Marine infectious diseases are responsible for incremental and mass
mortalities in a variety of wildlife groups, including keystone and
habitat forming taxa (Harvell et al. 2007; Clemente et al.2014; Martin et al. 2016; Montecino-Latorre et al. 2016;
Harvell & Lamb 2020), and species supporting wild commercial fisheries
(Marty et al. 2010; Cawthorn 2011; Lafferty et al. 2015;
Crosson et al. 2020). The Australian blacklip abalone
(Haliotis rubra ), a species targeted by the world’s largest wild
abalone fisheries and a rapidly expanding aquaculture industry (FAO
Fishstat 2021), was heavily impacted by disease between 2006 and 2010
(Mayfield et al. 2012). Abalone viral ganglioneuritis (AVG)
caused by the haliotid herpesvirus-1 (HaHV-1) spread along the western
coastline of Victoria in south-eastern Australia, causing rapid and
severe population collapses (> 90% mortality in some
areas) and devastating both wild and farmed abalone stocks (Hooperet al. 2007). Despite the impact of AVG, abalone stocks in the
Western Zone fishery have seen significant recovery, and are considered
sustainable (Mundy et al. 2020). Given the short generation time
of the species (~4 years; Andrews 1999), large
population sizes, and high levels of genetic variability that contribute
to existing patterns of adaptation across the fishery (Miller et
al. 2019), it is possible that rapid evolutionary responses have
contributed to this recovery.
Previous research has demonstrated heritable genetic variation relating
to herpesvirus immunity in Haliotid species. Challenge tests performed
on New Zealand paua (H. iris ) and Japanese black abalone
(H. discus ), involving controlled exposure to Haliotid
herpesvirus-1 (HaHV-1), indicated complete immunity to AVG (Changet al. 2005; Corbeil et al. 2017), with complementary
transcriptomic analyses helping to characterise the genetic basis of the
resistance (Bai et al. 2019b; Neave et al. 2019).
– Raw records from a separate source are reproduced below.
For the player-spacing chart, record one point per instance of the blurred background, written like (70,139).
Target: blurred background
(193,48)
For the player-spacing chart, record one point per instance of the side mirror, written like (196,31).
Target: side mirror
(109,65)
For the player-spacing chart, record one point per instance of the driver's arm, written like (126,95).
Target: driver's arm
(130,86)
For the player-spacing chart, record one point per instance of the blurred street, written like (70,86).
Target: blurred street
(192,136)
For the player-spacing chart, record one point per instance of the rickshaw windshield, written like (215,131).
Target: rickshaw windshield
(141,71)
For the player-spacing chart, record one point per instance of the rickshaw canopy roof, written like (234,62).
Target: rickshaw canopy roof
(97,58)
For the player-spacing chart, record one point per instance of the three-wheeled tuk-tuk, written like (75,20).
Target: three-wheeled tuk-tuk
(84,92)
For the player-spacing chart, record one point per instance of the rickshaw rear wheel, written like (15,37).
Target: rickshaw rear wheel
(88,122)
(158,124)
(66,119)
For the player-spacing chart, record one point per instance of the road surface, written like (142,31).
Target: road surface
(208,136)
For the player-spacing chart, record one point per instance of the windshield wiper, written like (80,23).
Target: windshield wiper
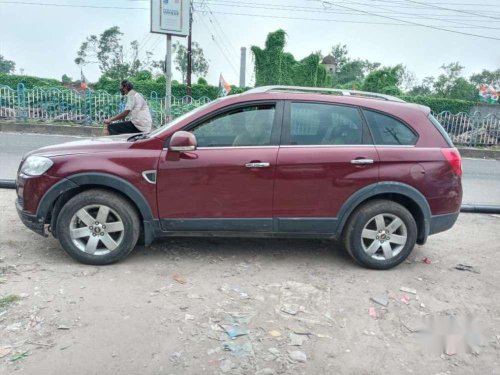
(136,137)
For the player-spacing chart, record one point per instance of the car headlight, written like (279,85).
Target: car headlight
(36,165)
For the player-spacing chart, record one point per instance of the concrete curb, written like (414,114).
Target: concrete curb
(466,208)
(96,131)
(78,130)
(479,153)
(7,184)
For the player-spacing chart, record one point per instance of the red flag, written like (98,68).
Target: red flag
(83,81)
(224,87)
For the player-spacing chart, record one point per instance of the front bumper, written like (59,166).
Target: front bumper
(31,221)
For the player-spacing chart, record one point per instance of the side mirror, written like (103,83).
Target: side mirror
(182,141)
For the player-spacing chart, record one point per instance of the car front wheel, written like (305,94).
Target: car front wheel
(98,227)
(380,234)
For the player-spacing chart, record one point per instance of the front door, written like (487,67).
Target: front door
(326,156)
(226,184)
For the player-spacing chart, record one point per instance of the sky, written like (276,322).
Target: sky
(43,39)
Similar
tests on H. rubra yielded no evidence of resistance to AVG (Craneet al. 2013; Corbeil et al. 2016), however, these
experiments were performed on a small number of animals from a limited
number of locations affected by AVG. While complete immunity may not
occur in H. rubra , the presence of AVG immunity in sister taxa
hints at the potential for some level of resistance developing through
standing genetic variation following AVG exposure.
In this study, we explore the possibility of a rapid evolutionary
response in recovering H. rubra fishing stocks devastated by AVG.
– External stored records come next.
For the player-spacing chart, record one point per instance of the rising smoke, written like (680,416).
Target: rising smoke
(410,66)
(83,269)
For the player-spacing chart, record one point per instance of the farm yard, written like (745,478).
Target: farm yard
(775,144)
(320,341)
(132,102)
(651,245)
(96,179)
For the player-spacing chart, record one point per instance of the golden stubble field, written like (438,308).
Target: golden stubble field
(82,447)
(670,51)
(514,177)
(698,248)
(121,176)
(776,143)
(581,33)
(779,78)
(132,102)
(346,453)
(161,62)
Specifically, we performed a genome wide association study (GWAS) using
pooled whole genome re-sequencing data on H. rubra specimens from
fishing stocks varying in disease exposure. Our findings point to rapid
changes in population-level allele frequencies over a single generation
time-scale in virus affected fishing stocks, with stock recovery
determined by rapid evolutionary changes leading to virus resistance.
This study highlights the pace at which adaptive phenotypes can
potentially evolve and spread in wildlife communities to counter threats
from infectious diseases. We discuss these findings in the context of
future biosecurity management of Australian abalone fisheries and
wildlife conservation more generally.